On le sait la 5G, apportera réellement une augmentation en matière de débit chez le grand public seulement à partir de 2023 quand cette technologie fonctionnera de manière autonome sur un coeur de réseau 5G. Pour Xavier Niel, « la plus grosse révolution sur la 5G, ce sera de rajouter des fréquences supplémentaires et d’en obtenir, c’est l’appel d’offre du mois de septembre pour la bande 3,5 GHz. Donc après oui, on fera de la 5G en 1800 MHz et 700 MHz si on a du spectre disponible ». Pour autant, il ne faut pas l’oublier, « le vrai spectre pour faire de la 5G c’est le 3,5 Ghz », poursuit le fondateur de Free qui n’exclut donc pas d’utiliser des fréquences 4G pour la nouvelle génération de téléphonie mobile.
Une cohabitation qui techniquement commence à montrer le bout de son nez.

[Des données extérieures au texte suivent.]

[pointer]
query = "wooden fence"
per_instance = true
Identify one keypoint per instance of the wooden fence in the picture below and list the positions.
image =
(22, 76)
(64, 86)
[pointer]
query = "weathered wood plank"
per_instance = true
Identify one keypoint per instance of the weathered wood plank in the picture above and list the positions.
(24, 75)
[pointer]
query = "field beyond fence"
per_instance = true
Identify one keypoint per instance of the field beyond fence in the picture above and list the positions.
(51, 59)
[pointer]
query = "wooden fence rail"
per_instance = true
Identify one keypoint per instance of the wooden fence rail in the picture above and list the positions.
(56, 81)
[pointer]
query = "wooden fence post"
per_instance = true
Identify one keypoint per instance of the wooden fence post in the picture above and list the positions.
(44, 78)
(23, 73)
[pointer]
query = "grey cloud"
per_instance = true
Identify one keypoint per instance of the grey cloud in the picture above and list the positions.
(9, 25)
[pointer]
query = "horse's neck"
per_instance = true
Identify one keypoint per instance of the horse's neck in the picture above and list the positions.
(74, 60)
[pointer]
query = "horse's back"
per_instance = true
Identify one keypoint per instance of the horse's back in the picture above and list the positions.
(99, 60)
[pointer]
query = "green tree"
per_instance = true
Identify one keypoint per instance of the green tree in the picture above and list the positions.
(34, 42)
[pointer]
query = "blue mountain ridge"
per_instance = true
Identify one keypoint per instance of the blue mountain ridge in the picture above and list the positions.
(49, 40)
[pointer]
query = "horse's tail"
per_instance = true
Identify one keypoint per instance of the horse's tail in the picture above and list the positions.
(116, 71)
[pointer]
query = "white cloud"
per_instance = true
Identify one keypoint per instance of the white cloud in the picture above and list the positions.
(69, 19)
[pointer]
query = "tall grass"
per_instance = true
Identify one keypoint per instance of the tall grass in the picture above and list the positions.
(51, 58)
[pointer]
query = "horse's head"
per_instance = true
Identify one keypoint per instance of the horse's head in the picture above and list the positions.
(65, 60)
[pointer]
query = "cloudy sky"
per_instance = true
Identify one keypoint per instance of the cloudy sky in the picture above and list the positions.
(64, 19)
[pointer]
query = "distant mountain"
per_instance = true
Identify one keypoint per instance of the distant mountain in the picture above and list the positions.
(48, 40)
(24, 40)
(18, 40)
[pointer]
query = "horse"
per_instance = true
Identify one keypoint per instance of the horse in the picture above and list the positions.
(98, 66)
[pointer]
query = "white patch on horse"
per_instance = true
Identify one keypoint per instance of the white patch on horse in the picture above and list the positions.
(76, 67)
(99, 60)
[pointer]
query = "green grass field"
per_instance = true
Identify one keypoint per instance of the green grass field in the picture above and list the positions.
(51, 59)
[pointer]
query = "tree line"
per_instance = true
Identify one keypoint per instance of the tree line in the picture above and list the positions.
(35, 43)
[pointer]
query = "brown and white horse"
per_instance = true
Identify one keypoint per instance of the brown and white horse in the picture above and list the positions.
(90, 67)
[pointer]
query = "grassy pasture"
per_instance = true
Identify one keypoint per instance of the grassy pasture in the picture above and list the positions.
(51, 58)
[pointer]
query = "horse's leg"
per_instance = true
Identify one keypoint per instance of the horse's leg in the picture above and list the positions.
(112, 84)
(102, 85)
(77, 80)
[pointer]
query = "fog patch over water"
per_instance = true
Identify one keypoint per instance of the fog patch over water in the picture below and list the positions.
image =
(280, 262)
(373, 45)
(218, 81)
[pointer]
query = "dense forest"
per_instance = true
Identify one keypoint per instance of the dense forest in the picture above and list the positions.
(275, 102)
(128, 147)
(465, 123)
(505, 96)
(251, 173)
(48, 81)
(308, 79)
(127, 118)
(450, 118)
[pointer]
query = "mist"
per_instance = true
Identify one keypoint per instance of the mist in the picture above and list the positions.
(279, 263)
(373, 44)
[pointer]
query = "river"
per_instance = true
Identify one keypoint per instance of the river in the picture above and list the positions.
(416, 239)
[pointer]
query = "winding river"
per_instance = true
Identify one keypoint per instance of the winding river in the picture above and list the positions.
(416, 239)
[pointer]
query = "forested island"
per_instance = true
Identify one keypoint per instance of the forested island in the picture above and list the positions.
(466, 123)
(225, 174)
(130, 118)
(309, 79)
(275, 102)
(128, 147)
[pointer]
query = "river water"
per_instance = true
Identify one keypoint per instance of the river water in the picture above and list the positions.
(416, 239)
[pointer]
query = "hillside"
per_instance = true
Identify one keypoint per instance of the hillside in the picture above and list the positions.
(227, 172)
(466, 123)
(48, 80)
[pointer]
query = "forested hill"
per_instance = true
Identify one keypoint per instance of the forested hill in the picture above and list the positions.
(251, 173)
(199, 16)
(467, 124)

Début mai, Univers Freebox vous a révélé la volonté de l’opérateur d’installer la toute nouvelle gamme de station de base de son équipementier Nokia connue sous le nom d’AirScale – qui permet à la fois de capitaliser sur la nouvelle génération des réseaux 5G et de supporter la 4G/LTE sur une même infrastructure radio. Enfin, on le sait, les fréquences comme la 700 MHz feront l’objet d’une harmonisation à l’avenir, puisqu’il s’agit pour l’Europe des bandes qui devraient permettre l’explosion de la 5G. Une aubaine pour Free qui déploie à tour de bras cette fréquence, a contrario de ses rivaux. De quoi couvrir plus rapidement le territoire en 5G, avec des débits certes plus faibles et un spectre plus limité sur la 4G. De son coté, SFR demande une clarification et une discussion avec les pouvoirs publics sur l’utilisation de basses fréquences. Selon son directeur général, Grégory Rabuel, il ne s’agirait alors que d’une étiquette 5G sur de la 4G. Il faudrait alors prévenir les consommateurs.

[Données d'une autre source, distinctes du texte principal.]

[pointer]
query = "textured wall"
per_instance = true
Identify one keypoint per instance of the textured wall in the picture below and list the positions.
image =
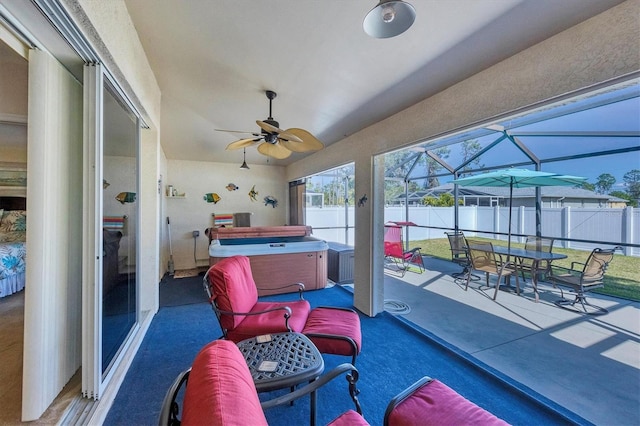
(197, 178)
(602, 48)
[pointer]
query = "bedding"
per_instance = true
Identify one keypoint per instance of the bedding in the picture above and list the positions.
(13, 251)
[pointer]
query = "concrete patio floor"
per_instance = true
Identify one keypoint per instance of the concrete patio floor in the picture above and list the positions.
(587, 364)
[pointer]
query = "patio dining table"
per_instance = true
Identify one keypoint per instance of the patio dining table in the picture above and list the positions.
(534, 255)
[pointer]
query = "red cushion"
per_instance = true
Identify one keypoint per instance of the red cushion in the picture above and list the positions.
(437, 404)
(220, 390)
(234, 288)
(349, 418)
(271, 322)
(334, 321)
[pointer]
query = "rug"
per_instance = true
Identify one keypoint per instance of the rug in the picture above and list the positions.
(394, 355)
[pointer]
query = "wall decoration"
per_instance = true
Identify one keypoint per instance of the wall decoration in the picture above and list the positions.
(126, 197)
(13, 174)
(270, 200)
(212, 197)
(222, 220)
(253, 194)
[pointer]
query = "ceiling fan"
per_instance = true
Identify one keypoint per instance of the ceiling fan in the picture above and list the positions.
(275, 142)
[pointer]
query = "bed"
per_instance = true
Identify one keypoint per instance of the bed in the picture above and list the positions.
(13, 252)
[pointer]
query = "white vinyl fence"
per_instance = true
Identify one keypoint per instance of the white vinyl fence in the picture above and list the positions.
(611, 226)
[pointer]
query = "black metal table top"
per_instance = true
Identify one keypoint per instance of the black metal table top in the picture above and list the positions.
(281, 360)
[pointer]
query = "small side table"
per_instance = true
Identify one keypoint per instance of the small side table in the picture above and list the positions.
(282, 360)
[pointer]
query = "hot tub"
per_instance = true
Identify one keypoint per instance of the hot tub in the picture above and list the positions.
(276, 260)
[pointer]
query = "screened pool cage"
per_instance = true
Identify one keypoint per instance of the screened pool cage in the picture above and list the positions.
(595, 135)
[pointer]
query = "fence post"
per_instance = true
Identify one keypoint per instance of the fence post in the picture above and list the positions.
(566, 226)
(521, 227)
(627, 230)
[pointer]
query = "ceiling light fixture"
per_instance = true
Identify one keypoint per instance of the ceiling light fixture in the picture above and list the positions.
(244, 160)
(389, 19)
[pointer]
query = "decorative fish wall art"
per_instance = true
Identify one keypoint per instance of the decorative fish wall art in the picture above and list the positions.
(253, 194)
(126, 197)
(212, 197)
(270, 200)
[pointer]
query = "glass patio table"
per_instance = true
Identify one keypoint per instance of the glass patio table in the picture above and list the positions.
(283, 360)
(534, 255)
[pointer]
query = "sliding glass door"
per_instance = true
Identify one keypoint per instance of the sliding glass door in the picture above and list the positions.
(111, 233)
(119, 223)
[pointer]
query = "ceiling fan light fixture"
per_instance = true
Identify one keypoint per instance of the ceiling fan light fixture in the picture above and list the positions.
(244, 165)
(389, 19)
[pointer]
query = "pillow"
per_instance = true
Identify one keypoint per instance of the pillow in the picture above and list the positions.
(14, 220)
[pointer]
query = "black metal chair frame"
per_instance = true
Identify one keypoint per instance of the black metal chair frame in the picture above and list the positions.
(170, 411)
(581, 281)
(483, 258)
(460, 255)
(398, 257)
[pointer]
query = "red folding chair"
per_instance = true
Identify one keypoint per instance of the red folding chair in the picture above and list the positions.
(396, 258)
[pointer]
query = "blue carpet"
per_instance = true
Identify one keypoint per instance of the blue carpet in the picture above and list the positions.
(394, 355)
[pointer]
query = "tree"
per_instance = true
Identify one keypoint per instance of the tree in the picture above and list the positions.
(604, 183)
(444, 200)
(470, 148)
(625, 196)
(433, 167)
(632, 183)
(586, 185)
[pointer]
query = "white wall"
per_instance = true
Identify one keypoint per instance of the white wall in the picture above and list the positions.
(197, 178)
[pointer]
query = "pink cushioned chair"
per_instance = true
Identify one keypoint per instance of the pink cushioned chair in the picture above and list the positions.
(394, 253)
(431, 402)
(220, 391)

Vers un encadrement pour éviter toute publicité trompeuse sur la 5G
Pour éviter les dérives dans la communication autour de la 5G et les plaintes qui pourraient en découler du côté des consommateurs, le gouvernement souhaite poser un cadre clair pour les opérateurs. Un groupe de travail va ainsi être mis sur pied sous l’égide de la DGCCRF. Bouygues Telecom et SFR, ainsi que l’association de consommateurs UFC-Que Choisir, ont déjà confirmé en être.

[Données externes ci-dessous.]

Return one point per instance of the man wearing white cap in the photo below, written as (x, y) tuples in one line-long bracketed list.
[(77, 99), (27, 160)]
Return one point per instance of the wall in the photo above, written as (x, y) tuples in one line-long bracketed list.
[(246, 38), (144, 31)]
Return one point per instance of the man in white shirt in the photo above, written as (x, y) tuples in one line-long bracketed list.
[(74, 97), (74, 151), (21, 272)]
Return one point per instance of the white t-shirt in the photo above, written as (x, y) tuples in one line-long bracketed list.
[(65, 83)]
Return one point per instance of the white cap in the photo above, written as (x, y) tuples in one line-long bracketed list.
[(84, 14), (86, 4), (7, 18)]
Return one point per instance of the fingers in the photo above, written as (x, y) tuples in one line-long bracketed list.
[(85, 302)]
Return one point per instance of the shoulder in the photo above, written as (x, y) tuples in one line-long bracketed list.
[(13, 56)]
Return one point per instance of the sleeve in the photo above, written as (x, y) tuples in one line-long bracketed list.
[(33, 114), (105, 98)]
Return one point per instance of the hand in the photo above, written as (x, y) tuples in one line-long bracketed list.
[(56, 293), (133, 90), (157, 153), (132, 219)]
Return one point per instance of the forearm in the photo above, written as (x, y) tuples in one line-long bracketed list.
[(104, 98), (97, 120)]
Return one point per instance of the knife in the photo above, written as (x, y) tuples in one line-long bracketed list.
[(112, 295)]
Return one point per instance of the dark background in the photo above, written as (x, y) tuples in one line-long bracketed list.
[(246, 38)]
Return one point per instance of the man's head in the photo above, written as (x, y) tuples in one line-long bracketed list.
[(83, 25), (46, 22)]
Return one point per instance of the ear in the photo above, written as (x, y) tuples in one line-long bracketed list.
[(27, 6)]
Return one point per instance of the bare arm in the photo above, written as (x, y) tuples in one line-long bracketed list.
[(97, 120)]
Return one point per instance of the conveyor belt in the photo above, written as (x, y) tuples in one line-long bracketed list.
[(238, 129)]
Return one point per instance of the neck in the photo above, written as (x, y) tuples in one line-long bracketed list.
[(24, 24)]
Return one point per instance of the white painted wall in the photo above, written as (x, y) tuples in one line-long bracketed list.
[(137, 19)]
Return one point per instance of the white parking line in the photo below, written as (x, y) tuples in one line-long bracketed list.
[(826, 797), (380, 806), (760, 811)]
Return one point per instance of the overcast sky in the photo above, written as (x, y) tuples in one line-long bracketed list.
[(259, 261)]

La 5G initialement proposée par les opérateurs reposera sur un coeur de réseau 4G et ne sera donc pas optimale. La vraie 5G, soit la 5G avec un coeur de réseau autonome et la latence réduite attendue par les entreprises, ne devrait en effet pas émerger avant 2023. Les fréquences utilisées ont également un impact sur les débits. La bande de fréquences 700 MHz que prévoit d’utiliser Free assurera une meilleure couverture, mais n’offrira pas les même débits que la bande de fréquences 3,4-3,8 GHz.
En somme, il s’agit d’avoir une certaine transparence concernant la technologie utilisée et les débits auxquels peut prétendre le consommateur.